A core element of the program is the evaluation of existing safety around all 36 Arlington County schools and programs, and the engineering (design) and construction necessary to remedy the problems the evaluations uncover.
Early in the program, a team from the Arlington Police Department and Department of Public Works met with principals and other administrators to conduct safety evaluations of conditions at each school.
The school site visits identified more than 200 physical measures that were needed near the schools. Many of the improvements involved improving signage and markings at crosswalks and in school zones. Some involved adjustments to School and County operating policies and matters including snow removal, on-street parking and traffic signal timing.
Some of the prescribed remedies could be quickly and inexpensively attended to - and they were. These included, for example, the installation of new school zone flashing signals at about 10 schools; the relocation of parking and drop-off zones and clearance of overgrown vegetation at many. The Police Department, based on the evaluation, also initiated the use of crossing guards at all four of the County's middle schools. The guards were also given additional resources, such as cell phones, to help them with traffic control and to report potential dangers.

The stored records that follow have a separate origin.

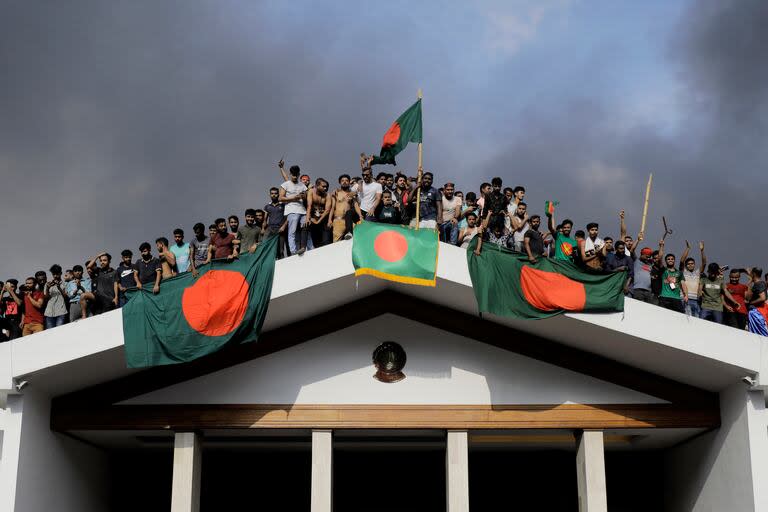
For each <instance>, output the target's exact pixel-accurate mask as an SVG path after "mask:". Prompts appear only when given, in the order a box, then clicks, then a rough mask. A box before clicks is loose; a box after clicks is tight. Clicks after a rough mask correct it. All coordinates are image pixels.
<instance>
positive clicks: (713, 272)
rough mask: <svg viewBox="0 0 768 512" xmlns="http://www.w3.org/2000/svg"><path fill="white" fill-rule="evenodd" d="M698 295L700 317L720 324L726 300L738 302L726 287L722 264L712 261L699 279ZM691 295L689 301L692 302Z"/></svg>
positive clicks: (712, 321) (729, 302) (731, 302)
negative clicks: (700, 309) (705, 271)
mask: <svg viewBox="0 0 768 512" xmlns="http://www.w3.org/2000/svg"><path fill="white" fill-rule="evenodd" d="M698 292H699V293H698V295H697V296H698V297H701V312H700V313H699V318H703V319H704V320H709V321H711V322H715V323H718V324H722V323H723V305H724V303H725V302H728V303H729V304H736V300H735V299H734V298H733V296H732V295H731V293H730V292H729V291H728V289H727V288H726V287H725V283H724V282H723V277H722V276H721V275H720V265H718V264H717V263H710V264H709V265H708V266H707V273H706V274H704V275H702V276H701V279H700V280H699V289H698ZM690 301H691V299H690V296H689V299H688V302H690Z"/></svg>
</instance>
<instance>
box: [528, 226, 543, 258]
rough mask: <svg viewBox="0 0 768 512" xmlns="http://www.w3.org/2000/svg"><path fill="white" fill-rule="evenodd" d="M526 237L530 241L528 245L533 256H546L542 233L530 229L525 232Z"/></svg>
mask: <svg viewBox="0 0 768 512" xmlns="http://www.w3.org/2000/svg"><path fill="white" fill-rule="evenodd" d="M524 236H525V238H527V239H528V244H529V245H530V246H531V254H533V255H534V256H542V255H543V254H544V236H543V235H542V234H541V232H540V231H534V230H532V229H529V230H528V231H526V232H525V235H524ZM523 252H525V251H523Z"/></svg>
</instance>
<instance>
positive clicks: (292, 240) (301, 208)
mask: <svg viewBox="0 0 768 512" xmlns="http://www.w3.org/2000/svg"><path fill="white" fill-rule="evenodd" d="M289 174H290V179H289V180H288V181H285V182H283V184H282V185H280V196H279V200H280V202H281V203H283V204H284V205H285V210H284V213H285V216H286V217H287V218H288V250H289V251H290V252H291V254H304V251H306V250H307V248H306V247H304V246H302V247H301V248H299V247H298V244H297V243H296V242H297V238H298V235H299V231H300V230H301V228H302V227H303V226H304V225H305V224H306V219H307V208H306V206H304V202H305V201H306V199H307V186H306V185H304V184H303V183H301V182H300V181H299V175H300V174H301V169H299V166H298V165H293V166H291V168H290V171H289ZM310 248H311V247H310Z"/></svg>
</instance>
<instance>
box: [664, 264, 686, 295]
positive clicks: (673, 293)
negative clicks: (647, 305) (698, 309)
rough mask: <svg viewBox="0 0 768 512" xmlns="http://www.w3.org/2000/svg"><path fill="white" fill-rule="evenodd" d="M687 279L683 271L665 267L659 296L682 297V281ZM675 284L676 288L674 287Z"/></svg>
mask: <svg viewBox="0 0 768 512" xmlns="http://www.w3.org/2000/svg"><path fill="white" fill-rule="evenodd" d="M683 281H685V277H684V276H683V273H682V272H680V271H679V270H675V269H669V268H665V269H664V272H663V273H662V274H661V294H660V295H659V297H667V298H668V299H680V298H682V289H683V287H682V286H681V283H682V282H683ZM672 285H674V288H672Z"/></svg>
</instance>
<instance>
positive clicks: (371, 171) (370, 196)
mask: <svg viewBox="0 0 768 512" xmlns="http://www.w3.org/2000/svg"><path fill="white" fill-rule="evenodd" d="M352 191H353V192H357V195H358V196H359V198H360V210H361V212H362V215H363V218H364V219H365V220H370V221H375V220H376V209H377V208H378V207H379V203H380V202H381V194H382V192H383V190H382V187H381V183H378V182H376V181H373V171H372V170H371V168H370V167H364V168H363V181H361V182H360V183H359V184H357V185H355V186H353V187H352Z"/></svg>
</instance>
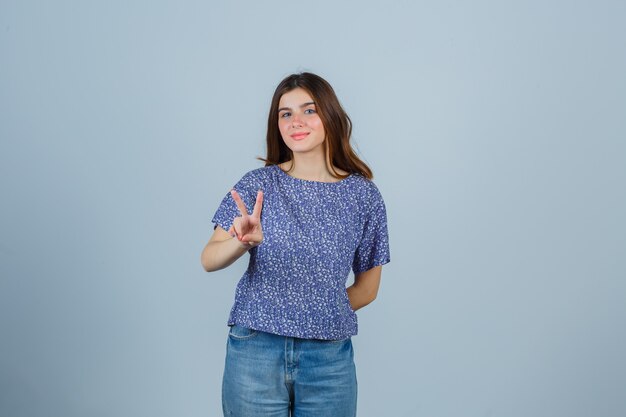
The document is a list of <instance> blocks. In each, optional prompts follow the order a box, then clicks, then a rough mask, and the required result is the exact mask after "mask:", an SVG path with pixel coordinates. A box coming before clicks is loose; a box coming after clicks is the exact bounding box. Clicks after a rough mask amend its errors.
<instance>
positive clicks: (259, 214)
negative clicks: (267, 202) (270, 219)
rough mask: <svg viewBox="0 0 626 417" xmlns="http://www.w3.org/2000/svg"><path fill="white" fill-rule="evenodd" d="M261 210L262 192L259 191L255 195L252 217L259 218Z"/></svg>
mask: <svg viewBox="0 0 626 417" xmlns="http://www.w3.org/2000/svg"><path fill="white" fill-rule="evenodd" d="M262 209H263V190H259V191H258V192H257V193H256V202H255V203H254V209H253V210H252V215H253V216H254V217H261V210H262Z"/></svg>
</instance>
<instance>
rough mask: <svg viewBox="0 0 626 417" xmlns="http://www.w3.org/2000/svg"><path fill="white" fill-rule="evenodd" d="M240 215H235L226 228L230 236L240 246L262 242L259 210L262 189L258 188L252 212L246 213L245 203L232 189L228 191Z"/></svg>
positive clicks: (259, 214) (261, 205)
mask: <svg viewBox="0 0 626 417" xmlns="http://www.w3.org/2000/svg"><path fill="white" fill-rule="evenodd" d="M230 194H231V196H232V197H233V200H235V204H237V208H238V209H239V212H240V213H241V216H239V217H235V219H234V220H233V225H232V226H231V227H230V229H228V233H230V234H231V236H233V237H236V238H237V239H238V240H239V242H241V244H242V246H243V247H245V248H247V249H250V248H253V247H255V246H258V245H260V244H261V242H263V229H262V228H261V210H262V208H263V191H261V190H259V192H258V193H257V195H256V202H255V203H254V209H253V210H252V214H248V209H247V208H246V205H245V203H244V202H243V200H242V199H241V197H240V196H239V194H238V193H237V191H235V190H234V189H233V190H231V191H230Z"/></svg>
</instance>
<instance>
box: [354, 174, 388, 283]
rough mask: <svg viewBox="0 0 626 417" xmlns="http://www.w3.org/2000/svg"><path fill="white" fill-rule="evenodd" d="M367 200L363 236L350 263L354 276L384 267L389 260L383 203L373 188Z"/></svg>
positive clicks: (384, 202)
mask: <svg viewBox="0 0 626 417" xmlns="http://www.w3.org/2000/svg"><path fill="white" fill-rule="evenodd" d="M369 200H370V201H368V202H367V206H368V210H367V214H366V218H365V225H364V230H363V235H362V237H361V241H360V243H359V245H358V247H357V249H356V252H355V254H354V261H353V263H352V270H353V272H354V273H355V274H358V273H360V272H364V271H367V270H369V269H372V268H374V267H375V266H379V265H384V264H386V263H388V262H389V261H390V260H391V258H390V254H389V233H388V231H387V211H386V209H385V202H384V201H383V198H382V196H381V195H380V192H379V191H378V189H377V188H376V187H375V186H374V187H373V192H372V193H371V196H370V197H369Z"/></svg>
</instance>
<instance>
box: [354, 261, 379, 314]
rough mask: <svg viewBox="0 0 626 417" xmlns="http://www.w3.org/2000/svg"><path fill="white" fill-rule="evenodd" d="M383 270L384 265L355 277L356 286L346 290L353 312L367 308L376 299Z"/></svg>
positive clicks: (370, 270) (377, 267)
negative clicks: (360, 308)
mask: <svg viewBox="0 0 626 417" xmlns="http://www.w3.org/2000/svg"><path fill="white" fill-rule="evenodd" d="M382 270H383V267H382V265H381V266H375V267H374V268H372V269H368V270H367V271H363V272H361V273H359V274H357V275H355V277H354V284H352V285H351V286H349V287H348V288H346V291H347V292H348V299H349V300H350V305H351V306H352V310H354V311H356V310H358V309H359V308H361V307H365V306H366V305H368V304H369V303H371V302H372V301H374V300H375V299H376V295H377V294H378V287H379V286H380V274H381V272H382Z"/></svg>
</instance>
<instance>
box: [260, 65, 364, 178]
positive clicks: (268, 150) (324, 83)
mask: <svg viewBox="0 0 626 417" xmlns="http://www.w3.org/2000/svg"><path fill="white" fill-rule="evenodd" d="M296 88H302V89H303V90H305V91H306V92H307V93H309V95H310V96H311V98H313V101H314V102H315V108H316V110H317V113H318V114H319V116H320V119H321V120H322V124H323V125H324V131H325V132H326V139H325V140H324V148H325V150H326V156H327V158H326V161H327V162H326V163H327V164H328V163H329V162H330V166H329V167H328V169H329V171H330V172H331V174H332V175H333V176H334V177H335V178H345V177H347V176H348V175H350V174H353V173H358V174H361V175H363V176H364V177H365V178H368V179H372V177H373V174H372V170H371V169H370V168H369V167H368V166H367V164H366V163H365V162H363V161H362V160H361V159H360V158H359V157H358V156H357V155H356V153H355V152H354V150H353V149H352V146H351V145H350V136H351V135H352V121H351V120H350V117H348V114H347V113H346V112H345V111H344V109H343V108H342V107H341V104H340V103H339V99H338V98H337V95H336V94H335V91H334V90H333V88H332V87H331V85H330V84H329V83H328V82H327V81H326V80H324V79H323V78H322V77H320V76H319V75H315V74H312V73H310V72H302V73H299V74H292V75H290V76H288V77H286V78H285V79H284V80H282V81H281V82H280V84H278V87H276V91H274V96H273V97H272V104H271V107H270V113H269V116H268V119H267V157H266V158H259V159H261V160H262V161H264V162H265V166H268V165H277V164H280V163H282V162H287V161H289V160H291V159H292V158H293V155H292V152H291V149H289V148H288V147H287V145H285V142H284V141H283V138H282V136H281V135H280V130H279V129H278V105H279V102H280V98H281V97H282V96H283V94H285V93H288V92H290V91H291V90H295V89H296ZM334 167H338V168H340V169H342V170H344V171H346V172H348V174H347V175H341V174H339V173H338V172H336V171H335V168H334ZM292 168H293V163H292Z"/></svg>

A list of longer-term projects also was developed--primarily traffic calming measures. All told, over one and a half million dollars of County funds have been directed to the Safe Routes to Schools projects. As of March 2006, all but a handful of the 27 planned street improvements (including the construction of new sidewalks, pedestrian refuge islands and curb extensions or nubs) have been completed. Visit the Safe Routes to Schools projects page for details. Implementation of additional projects will take place as funding is allocated, or as new schools are built or renovated.
In short, Safe Routes concepts have taken hold in Arlington County, and are very much a part of how the County's streets, sidewalks and school properties are designed and built.
Policies that address pedestrian safety issues are critical but only effective where enforced. In Arlington, enforcement efforts by County Police and Sheriff's Departments have focused on speeding, illegal turning, illegal parking, and security near County schools. The County's "speed trailers," which provide drivers with visual readout of their actual travel speeds, have been employed more frequently near schools, reducing the incidence of speeding on many roads.
The final element of the Safe Routes to Schools project is encouragement. Through Arlington Public Schools curricula and collaboration with WalkArlington, BikeArlington, FitArlington, the Car-Free Diet, AIRE, and other County partners, students in Arlington Public Schools learn about how walking and biking to school provides them with healthy exercise and greater awareness of their environment. They also learn that reducing the volume of student drop-off traffic at school leads to greater safety for everyone.